Dolar AS Ngamuk Tembus Rp 16.000, Ini Bedanya dengan Krismon 1998

Dolar AS Ngamuk Tembus Rp 16.000, Ini Bedanya dengan Krismon 1998

Achmad Dwi Afriyadi - detikFinance
Sabtu, 21 Mar 2020 06:00 WIB
Pelemahan nilai tukar rupiah terhadap dolar Amerika Serikat (AS) semakin tajam, Selasa (16/12/2014). Saat ini, dolar AS sudah mendekati level Rp 12.900.
Foto: Rachman Haryanto
Jakarta -

Dolar Amerika Serikat (AS) telah menembus level Rp 16.000. Bahkan, sejumlah bank telah menjual dolar AS seharga Rp 16.500.

Dolar AS menembus Rp 16.000 ini pun membangkitkan memori krismon alias krisis moneter 1998. Samakah situasi saat dengan krismon 1998?

Ekonom Bank Permata Josua Pardede menjelaskan, pada tahun 1998 dolar berada di kisaran Rp 2.000. Kemudian, dolar melesat sampai Rp 16.000 atau naik berkali lipat.

Berbeda dengan kondisi saat ini, dolar tembus Rp 16.000 dari semula di kisaran Rp 13.000 hingga Rp 14.000.


"Kalau kita lihat saat ini rupiah 13.000-14.000, saat ini misalkan melemah 16.000, pelemahannya tidak sebesar di krisis 1998," katanya kepada detikcom, Jumat lalu (20/3/2020).

Secara fundamental pun kondisinya jauh berbeda. Josua menjelaskan, saat krisis 1998 surat utang pemerintah belum mendapat predikat layak investasi (invesment grade).

"Kita sekalipun tahun lalu ekonomi melambat tapi R&I; diumumkan oleh BI menaikkan lagi peringkat surat kita," ujarnya.

Kemudian, pada saat krisis pengelolaan utang luar negeri tida begitu baik. Utang jangka pendek swasta porsinya relatif besar dan berbentuk dolar. Sehingga, saat dolar meroket, pengusaha banyak yang kolaps.

"Kalau saat ini utang luar negeri swasta cenderung bahkan melambat dan komposisi utang jangka pendek lebih kecil, pengelolaan utang pun jauh lebih baik," terangnya.
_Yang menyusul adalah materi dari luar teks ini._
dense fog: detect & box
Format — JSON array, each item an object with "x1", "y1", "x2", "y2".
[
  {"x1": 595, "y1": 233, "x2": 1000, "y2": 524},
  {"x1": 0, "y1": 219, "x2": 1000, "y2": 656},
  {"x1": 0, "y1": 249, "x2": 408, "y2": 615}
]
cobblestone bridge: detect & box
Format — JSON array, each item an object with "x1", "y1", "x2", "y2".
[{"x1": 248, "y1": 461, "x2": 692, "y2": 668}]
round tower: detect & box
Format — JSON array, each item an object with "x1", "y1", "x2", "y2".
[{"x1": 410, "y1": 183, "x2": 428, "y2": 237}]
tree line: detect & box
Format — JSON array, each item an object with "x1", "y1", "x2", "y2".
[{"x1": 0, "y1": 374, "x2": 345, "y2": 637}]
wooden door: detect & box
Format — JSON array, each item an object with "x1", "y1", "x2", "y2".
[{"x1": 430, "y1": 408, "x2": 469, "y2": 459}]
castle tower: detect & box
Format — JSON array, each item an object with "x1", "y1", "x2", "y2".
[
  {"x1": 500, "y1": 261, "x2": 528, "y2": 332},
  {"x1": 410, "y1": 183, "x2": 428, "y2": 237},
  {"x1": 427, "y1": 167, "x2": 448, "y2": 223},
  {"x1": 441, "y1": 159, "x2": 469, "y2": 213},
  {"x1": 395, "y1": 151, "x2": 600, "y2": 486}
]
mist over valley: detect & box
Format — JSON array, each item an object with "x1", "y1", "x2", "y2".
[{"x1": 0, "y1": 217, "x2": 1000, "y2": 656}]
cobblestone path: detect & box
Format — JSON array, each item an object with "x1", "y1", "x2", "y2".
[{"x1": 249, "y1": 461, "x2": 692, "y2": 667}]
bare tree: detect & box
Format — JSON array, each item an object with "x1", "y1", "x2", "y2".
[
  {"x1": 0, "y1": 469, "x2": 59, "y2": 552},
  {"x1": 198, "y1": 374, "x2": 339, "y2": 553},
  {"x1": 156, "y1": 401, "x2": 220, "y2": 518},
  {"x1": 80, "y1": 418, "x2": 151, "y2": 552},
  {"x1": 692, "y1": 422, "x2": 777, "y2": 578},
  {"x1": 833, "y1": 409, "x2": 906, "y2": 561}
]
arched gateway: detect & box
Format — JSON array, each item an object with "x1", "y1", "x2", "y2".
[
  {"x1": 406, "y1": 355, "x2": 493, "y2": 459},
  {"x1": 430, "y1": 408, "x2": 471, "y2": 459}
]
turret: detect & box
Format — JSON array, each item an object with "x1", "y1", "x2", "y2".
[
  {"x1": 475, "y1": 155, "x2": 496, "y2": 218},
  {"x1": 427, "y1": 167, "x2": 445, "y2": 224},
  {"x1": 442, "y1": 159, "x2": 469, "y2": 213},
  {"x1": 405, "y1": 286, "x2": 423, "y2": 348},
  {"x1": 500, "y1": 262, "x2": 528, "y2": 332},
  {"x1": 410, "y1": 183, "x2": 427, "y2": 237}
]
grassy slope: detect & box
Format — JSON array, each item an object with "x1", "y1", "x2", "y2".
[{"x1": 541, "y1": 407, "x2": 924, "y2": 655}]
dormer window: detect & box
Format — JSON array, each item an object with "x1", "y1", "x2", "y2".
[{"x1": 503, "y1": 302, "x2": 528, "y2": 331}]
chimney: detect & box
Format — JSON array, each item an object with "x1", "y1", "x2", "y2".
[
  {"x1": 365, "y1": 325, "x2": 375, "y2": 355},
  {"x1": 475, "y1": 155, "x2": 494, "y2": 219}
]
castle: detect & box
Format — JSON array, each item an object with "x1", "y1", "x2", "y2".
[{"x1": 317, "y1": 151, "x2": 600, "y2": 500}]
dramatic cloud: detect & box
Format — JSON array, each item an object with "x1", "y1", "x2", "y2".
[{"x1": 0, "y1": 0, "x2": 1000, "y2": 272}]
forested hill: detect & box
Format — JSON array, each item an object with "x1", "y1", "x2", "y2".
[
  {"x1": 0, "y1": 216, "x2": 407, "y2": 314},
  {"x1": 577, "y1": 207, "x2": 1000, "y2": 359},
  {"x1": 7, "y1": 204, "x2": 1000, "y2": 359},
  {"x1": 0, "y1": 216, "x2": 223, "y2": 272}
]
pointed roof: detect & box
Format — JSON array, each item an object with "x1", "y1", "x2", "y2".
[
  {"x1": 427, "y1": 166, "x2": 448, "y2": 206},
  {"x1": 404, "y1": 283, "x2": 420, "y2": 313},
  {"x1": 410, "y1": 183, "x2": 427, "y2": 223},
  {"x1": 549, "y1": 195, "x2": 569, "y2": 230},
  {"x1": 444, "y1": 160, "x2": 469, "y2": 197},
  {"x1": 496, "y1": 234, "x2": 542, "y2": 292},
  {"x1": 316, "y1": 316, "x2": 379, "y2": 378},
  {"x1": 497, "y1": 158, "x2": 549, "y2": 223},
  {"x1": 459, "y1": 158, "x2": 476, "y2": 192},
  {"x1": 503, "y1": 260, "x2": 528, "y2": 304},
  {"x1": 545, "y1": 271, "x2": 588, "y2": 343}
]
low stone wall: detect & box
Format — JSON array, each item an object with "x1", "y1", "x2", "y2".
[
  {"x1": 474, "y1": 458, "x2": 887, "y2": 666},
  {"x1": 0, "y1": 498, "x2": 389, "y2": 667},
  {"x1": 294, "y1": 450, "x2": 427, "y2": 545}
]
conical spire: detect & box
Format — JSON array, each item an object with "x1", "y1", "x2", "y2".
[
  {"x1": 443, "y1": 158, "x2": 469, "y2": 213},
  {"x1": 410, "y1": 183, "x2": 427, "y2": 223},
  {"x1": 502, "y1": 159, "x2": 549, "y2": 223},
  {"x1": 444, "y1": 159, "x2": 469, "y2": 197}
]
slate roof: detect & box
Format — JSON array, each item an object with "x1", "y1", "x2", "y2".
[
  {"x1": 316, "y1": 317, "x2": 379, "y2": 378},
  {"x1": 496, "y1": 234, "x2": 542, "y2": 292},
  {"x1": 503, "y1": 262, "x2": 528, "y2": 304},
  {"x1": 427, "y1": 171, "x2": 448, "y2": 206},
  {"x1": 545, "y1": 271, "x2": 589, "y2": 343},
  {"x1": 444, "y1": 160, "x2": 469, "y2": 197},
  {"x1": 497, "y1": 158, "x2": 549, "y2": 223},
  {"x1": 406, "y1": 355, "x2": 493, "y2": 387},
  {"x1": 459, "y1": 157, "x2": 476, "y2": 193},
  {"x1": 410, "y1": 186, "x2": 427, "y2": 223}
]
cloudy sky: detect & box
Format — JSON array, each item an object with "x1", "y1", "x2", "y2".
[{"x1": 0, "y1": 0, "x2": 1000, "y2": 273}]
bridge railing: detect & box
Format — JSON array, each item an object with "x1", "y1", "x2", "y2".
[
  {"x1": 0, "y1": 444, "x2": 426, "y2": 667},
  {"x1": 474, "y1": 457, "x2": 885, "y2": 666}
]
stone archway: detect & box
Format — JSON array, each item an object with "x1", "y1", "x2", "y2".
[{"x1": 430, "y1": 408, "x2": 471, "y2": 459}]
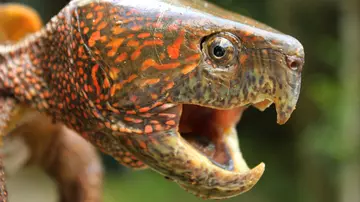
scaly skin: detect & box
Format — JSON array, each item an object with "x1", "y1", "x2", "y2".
[
  {"x1": 0, "y1": 4, "x2": 102, "y2": 202},
  {"x1": 0, "y1": 0, "x2": 304, "y2": 199}
]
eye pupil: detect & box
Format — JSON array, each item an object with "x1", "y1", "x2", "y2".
[{"x1": 214, "y1": 45, "x2": 226, "y2": 58}]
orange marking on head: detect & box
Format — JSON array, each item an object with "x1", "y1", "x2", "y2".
[
  {"x1": 109, "y1": 67, "x2": 120, "y2": 80},
  {"x1": 154, "y1": 62, "x2": 180, "y2": 70},
  {"x1": 162, "y1": 82, "x2": 175, "y2": 92},
  {"x1": 181, "y1": 64, "x2": 197, "y2": 74},
  {"x1": 151, "y1": 93, "x2": 159, "y2": 100},
  {"x1": 165, "y1": 120, "x2": 176, "y2": 126},
  {"x1": 115, "y1": 52, "x2": 128, "y2": 63},
  {"x1": 91, "y1": 64, "x2": 101, "y2": 95},
  {"x1": 154, "y1": 33, "x2": 164, "y2": 39},
  {"x1": 97, "y1": 21, "x2": 108, "y2": 31},
  {"x1": 159, "y1": 113, "x2": 176, "y2": 119},
  {"x1": 138, "y1": 32, "x2": 151, "y2": 39},
  {"x1": 94, "y1": 5, "x2": 104, "y2": 11},
  {"x1": 100, "y1": 36, "x2": 108, "y2": 43},
  {"x1": 131, "y1": 50, "x2": 141, "y2": 61},
  {"x1": 141, "y1": 79, "x2": 160, "y2": 87},
  {"x1": 103, "y1": 77, "x2": 110, "y2": 88},
  {"x1": 127, "y1": 40, "x2": 140, "y2": 47},
  {"x1": 131, "y1": 25, "x2": 142, "y2": 31},
  {"x1": 240, "y1": 55, "x2": 249, "y2": 64},
  {"x1": 144, "y1": 125, "x2": 153, "y2": 134},
  {"x1": 111, "y1": 26, "x2": 126, "y2": 35},
  {"x1": 93, "y1": 12, "x2": 104, "y2": 25},
  {"x1": 155, "y1": 124, "x2": 164, "y2": 131},
  {"x1": 126, "y1": 110, "x2": 136, "y2": 115},
  {"x1": 167, "y1": 32, "x2": 185, "y2": 59},
  {"x1": 88, "y1": 31, "x2": 101, "y2": 47},
  {"x1": 139, "y1": 141, "x2": 147, "y2": 150},
  {"x1": 150, "y1": 120, "x2": 159, "y2": 124},
  {"x1": 185, "y1": 54, "x2": 201, "y2": 62},
  {"x1": 106, "y1": 38, "x2": 125, "y2": 50},
  {"x1": 141, "y1": 59, "x2": 181, "y2": 71},
  {"x1": 83, "y1": 27, "x2": 90, "y2": 34},
  {"x1": 131, "y1": 39, "x2": 164, "y2": 60},
  {"x1": 86, "y1": 13, "x2": 94, "y2": 20},
  {"x1": 159, "y1": 53, "x2": 166, "y2": 60},
  {"x1": 110, "y1": 74, "x2": 137, "y2": 96},
  {"x1": 139, "y1": 107, "x2": 150, "y2": 113},
  {"x1": 140, "y1": 59, "x2": 156, "y2": 71}
]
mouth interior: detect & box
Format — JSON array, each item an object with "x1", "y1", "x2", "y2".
[
  {"x1": 179, "y1": 104, "x2": 245, "y2": 171},
  {"x1": 179, "y1": 100, "x2": 273, "y2": 171}
]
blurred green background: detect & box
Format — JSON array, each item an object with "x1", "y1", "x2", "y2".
[{"x1": 1, "y1": 0, "x2": 360, "y2": 202}]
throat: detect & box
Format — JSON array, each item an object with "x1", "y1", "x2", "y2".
[{"x1": 179, "y1": 105, "x2": 243, "y2": 171}]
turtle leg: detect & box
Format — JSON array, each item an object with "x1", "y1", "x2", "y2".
[
  {"x1": 0, "y1": 97, "x2": 20, "y2": 202},
  {"x1": 9, "y1": 111, "x2": 103, "y2": 202}
]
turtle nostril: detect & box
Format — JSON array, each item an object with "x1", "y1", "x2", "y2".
[{"x1": 286, "y1": 56, "x2": 304, "y2": 72}]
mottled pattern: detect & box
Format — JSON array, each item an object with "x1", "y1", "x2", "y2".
[{"x1": 0, "y1": 0, "x2": 304, "y2": 199}]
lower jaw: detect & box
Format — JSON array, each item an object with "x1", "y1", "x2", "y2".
[{"x1": 179, "y1": 105, "x2": 249, "y2": 172}]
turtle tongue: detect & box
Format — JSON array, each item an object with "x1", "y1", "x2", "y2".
[{"x1": 119, "y1": 105, "x2": 265, "y2": 199}]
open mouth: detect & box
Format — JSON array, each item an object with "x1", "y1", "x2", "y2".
[{"x1": 179, "y1": 100, "x2": 272, "y2": 171}]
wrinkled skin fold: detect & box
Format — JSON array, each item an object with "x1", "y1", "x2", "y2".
[{"x1": 0, "y1": 0, "x2": 304, "y2": 199}]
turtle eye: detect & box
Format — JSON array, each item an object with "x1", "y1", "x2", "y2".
[{"x1": 207, "y1": 36, "x2": 237, "y2": 67}]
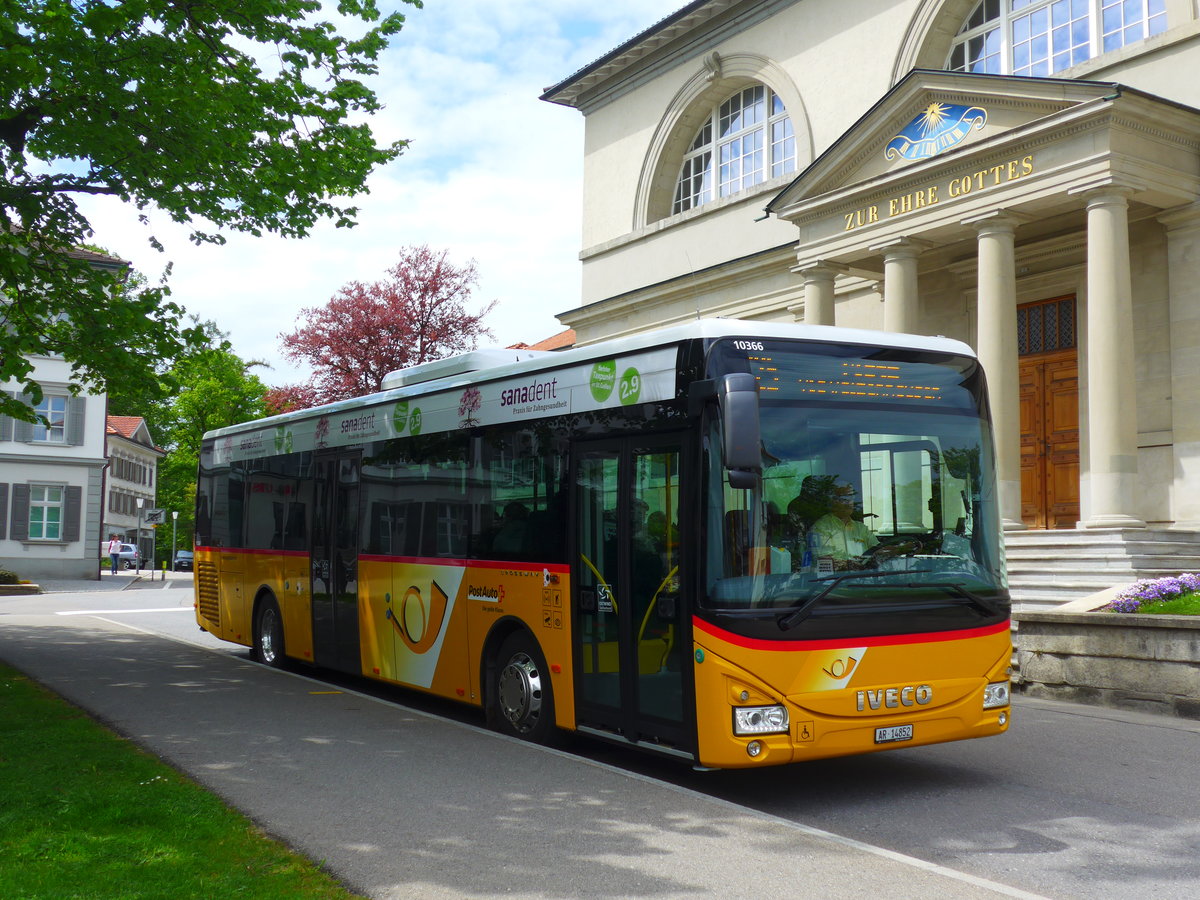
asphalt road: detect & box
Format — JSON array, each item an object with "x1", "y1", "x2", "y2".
[{"x1": 0, "y1": 576, "x2": 1200, "y2": 900}]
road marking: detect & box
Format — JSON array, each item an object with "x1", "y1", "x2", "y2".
[{"x1": 54, "y1": 606, "x2": 196, "y2": 616}]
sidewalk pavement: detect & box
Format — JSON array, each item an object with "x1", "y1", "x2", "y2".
[
  {"x1": 37, "y1": 569, "x2": 192, "y2": 594},
  {"x1": 0, "y1": 592, "x2": 1030, "y2": 900}
]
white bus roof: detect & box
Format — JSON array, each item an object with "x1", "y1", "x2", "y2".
[{"x1": 204, "y1": 319, "x2": 974, "y2": 439}]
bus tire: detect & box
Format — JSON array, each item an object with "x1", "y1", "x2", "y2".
[
  {"x1": 488, "y1": 631, "x2": 558, "y2": 744},
  {"x1": 254, "y1": 596, "x2": 287, "y2": 668}
]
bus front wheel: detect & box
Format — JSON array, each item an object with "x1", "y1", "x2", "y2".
[
  {"x1": 488, "y1": 631, "x2": 556, "y2": 744},
  {"x1": 254, "y1": 598, "x2": 284, "y2": 668}
]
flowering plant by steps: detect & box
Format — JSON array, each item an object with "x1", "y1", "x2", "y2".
[{"x1": 1100, "y1": 572, "x2": 1200, "y2": 612}]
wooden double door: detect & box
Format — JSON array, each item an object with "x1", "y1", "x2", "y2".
[{"x1": 1020, "y1": 348, "x2": 1079, "y2": 528}]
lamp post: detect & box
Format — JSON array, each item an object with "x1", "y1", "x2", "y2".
[{"x1": 133, "y1": 497, "x2": 145, "y2": 575}]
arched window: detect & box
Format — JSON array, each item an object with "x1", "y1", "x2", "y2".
[
  {"x1": 946, "y1": 0, "x2": 1166, "y2": 76},
  {"x1": 671, "y1": 84, "x2": 796, "y2": 214}
]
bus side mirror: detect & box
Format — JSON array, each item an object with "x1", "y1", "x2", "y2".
[{"x1": 716, "y1": 372, "x2": 762, "y2": 490}]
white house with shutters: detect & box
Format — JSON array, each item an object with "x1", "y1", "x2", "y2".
[
  {"x1": 103, "y1": 415, "x2": 163, "y2": 564},
  {"x1": 0, "y1": 356, "x2": 108, "y2": 582}
]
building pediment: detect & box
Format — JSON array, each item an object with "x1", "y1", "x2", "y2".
[
  {"x1": 767, "y1": 70, "x2": 1200, "y2": 268},
  {"x1": 768, "y1": 70, "x2": 1117, "y2": 212}
]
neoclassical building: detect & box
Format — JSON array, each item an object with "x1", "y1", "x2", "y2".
[{"x1": 542, "y1": 0, "x2": 1200, "y2": 607}]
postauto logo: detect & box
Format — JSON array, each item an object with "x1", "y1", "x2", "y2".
[{"x1": 467, "y1": 584, "x2": 504, "y2": 604}]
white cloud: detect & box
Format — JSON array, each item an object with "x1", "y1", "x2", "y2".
[{"x1": 75, "y1": 0, "x2": 680, "y2": 383}]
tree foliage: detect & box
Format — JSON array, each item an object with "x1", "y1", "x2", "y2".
[
  {"x1": 276, "y1": 246, "x2": 496, "y2": 412},
  {"x1": 0, "y1": 0, "x2": 420, "y2": 418},
  {"x1": 108, "y1": 319, "x2": 268, "y2": 558}
]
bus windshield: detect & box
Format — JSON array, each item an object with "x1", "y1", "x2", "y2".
[{"x1": 704, "y1": 342, "x2": 1008, "y2": 638}]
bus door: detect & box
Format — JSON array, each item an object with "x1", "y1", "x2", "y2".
[
  {"x1": 311, "y1": 450, "x2": 361, "y2": 673},
  {"x1": 571, "y1": 437, "x2": 691, "y2": 756}
]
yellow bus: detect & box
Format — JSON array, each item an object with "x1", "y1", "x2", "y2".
[{"x1": 196, "y1": 320, "x2": 1012, "y2": 768}]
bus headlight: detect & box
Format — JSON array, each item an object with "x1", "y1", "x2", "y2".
[
  {"x1": 733, "y1": 707, "x2": 788, "y2": 734},
  {"x1": 983, "y1": 682, "x2": 1009, "y2": 709}
]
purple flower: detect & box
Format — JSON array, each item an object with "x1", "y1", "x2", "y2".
[{"x1": 1103, "y1": 572, "x2": 1200, "y2": 612}]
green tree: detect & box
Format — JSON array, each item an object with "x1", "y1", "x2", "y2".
[
  {"x1": 0, "y1": 0, "x2": 420, "y2": 418},
  {"x1": 108, "y1": 322, "x2": 268, "y2": 560}
]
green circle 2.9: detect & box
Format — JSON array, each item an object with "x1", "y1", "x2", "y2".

Memang, ekonomi Indonesia cenderung melambat karena virus corona. Namun, Josua menuturkan, hal itu juga dialami oleh negara-negara lain.

Josua mengatakan, pemerintah telah mengambil kebijakan antisipasi sehingga diharapkan ekonomi Indonesia cepat pulih.

"Kita akui perlambatan ekonomi ada karena tidak ada negara yang menguat sendiri di tengah semua melambat akibat Covid-19 karena semua mata rantai global terganggu. Perlambatan ada dan respon pemerintah juga ada, paket stimulus pertama dan kedua totalnya Rp 180 triliun," terangnya.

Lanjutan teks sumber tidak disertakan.